As for where next, Chalot's immediate objective is to have NomadPlay widely taken up by music schools, conservatoires and universities, and that's already well under way – 30 conservatories in France have subscribed, as have some in the Czech Republic and the US. So the hope now is that British and German institutions will follow. As for the long-term goal, she smiles merrily and responds without a second's hesitation, 'To become indispensable'.

Still. It's all very well to read of a founder's lofty ambitions, or the amazed pleasure of an adult amateur musician. The real acid test is what happens when the app is put in front of Chalot's chief target market.
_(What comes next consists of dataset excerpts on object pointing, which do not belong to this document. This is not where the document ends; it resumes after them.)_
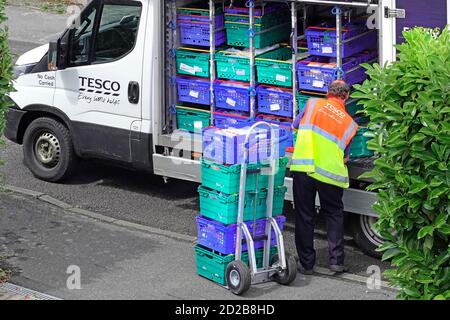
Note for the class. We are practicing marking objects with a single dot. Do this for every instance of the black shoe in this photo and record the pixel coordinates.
(338, 269)
(302, 270)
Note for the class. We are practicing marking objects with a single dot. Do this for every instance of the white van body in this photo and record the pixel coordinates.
(114, 105)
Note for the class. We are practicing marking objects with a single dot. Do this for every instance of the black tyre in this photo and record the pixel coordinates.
(286, 277)
(238, 277)
(366, 236)
(48, 150)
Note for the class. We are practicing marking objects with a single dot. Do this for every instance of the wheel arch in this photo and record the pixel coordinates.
(36, 111)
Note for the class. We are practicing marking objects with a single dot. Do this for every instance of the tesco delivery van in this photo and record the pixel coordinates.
(109, 87)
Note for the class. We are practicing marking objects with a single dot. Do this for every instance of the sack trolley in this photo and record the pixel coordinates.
(282, 268)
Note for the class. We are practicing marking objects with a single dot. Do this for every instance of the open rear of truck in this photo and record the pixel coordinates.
(177, 154)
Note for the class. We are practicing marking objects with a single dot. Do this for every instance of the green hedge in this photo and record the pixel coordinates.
(408, 103)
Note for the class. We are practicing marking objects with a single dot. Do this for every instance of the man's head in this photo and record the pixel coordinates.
(339, 89)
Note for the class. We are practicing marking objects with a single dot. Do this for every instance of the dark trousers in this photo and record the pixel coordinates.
(331, 206)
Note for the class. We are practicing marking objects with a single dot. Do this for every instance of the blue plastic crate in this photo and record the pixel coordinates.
(322, 39)
(226, 145)
(222, 238)
(194, 90)
(275, 100)
(196, 31)
(232, 95)
(226, 118)
(317, 73)
(283, 123)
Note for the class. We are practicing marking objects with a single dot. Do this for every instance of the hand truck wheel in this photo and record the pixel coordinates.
(285, 277)
(238, 277)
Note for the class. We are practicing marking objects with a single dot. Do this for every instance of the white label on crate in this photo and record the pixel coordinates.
(318, 84)
(281, 78)
(327, 50)
(275, 107)
(198, 69)
(187, 68)
(194, 94)
(198, 124)
(231, 102)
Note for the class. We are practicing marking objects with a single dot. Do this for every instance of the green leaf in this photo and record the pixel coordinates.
(425, 231)
(424, 279)
(445, 229)
(389, 254)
So, step forward my teenage daughter: an advanced recorder player who isn't falling over either harpsichordist partners or Baroque ensembles at her local state secondary school; and since the app's arrival on my iPad, she's been voraciously sight-reading through its Telemann, Purcell, Van Eyck and Vivaldi once her set practice is over, in raptures at suddenly having a harpsichordist to accompany her at home. Time spent with her recorders has doubled. She's identified a challenging sonata she wants to officially work on with her teacher. Plus, when she finally fancies some orchestral music, she can accompany an aria or two with Les Talens Lyriques. As for when our press pass runs out, the decision is made – we're subscribing. Because in the space of just a week, NomadPlay has indeed already become indispensable.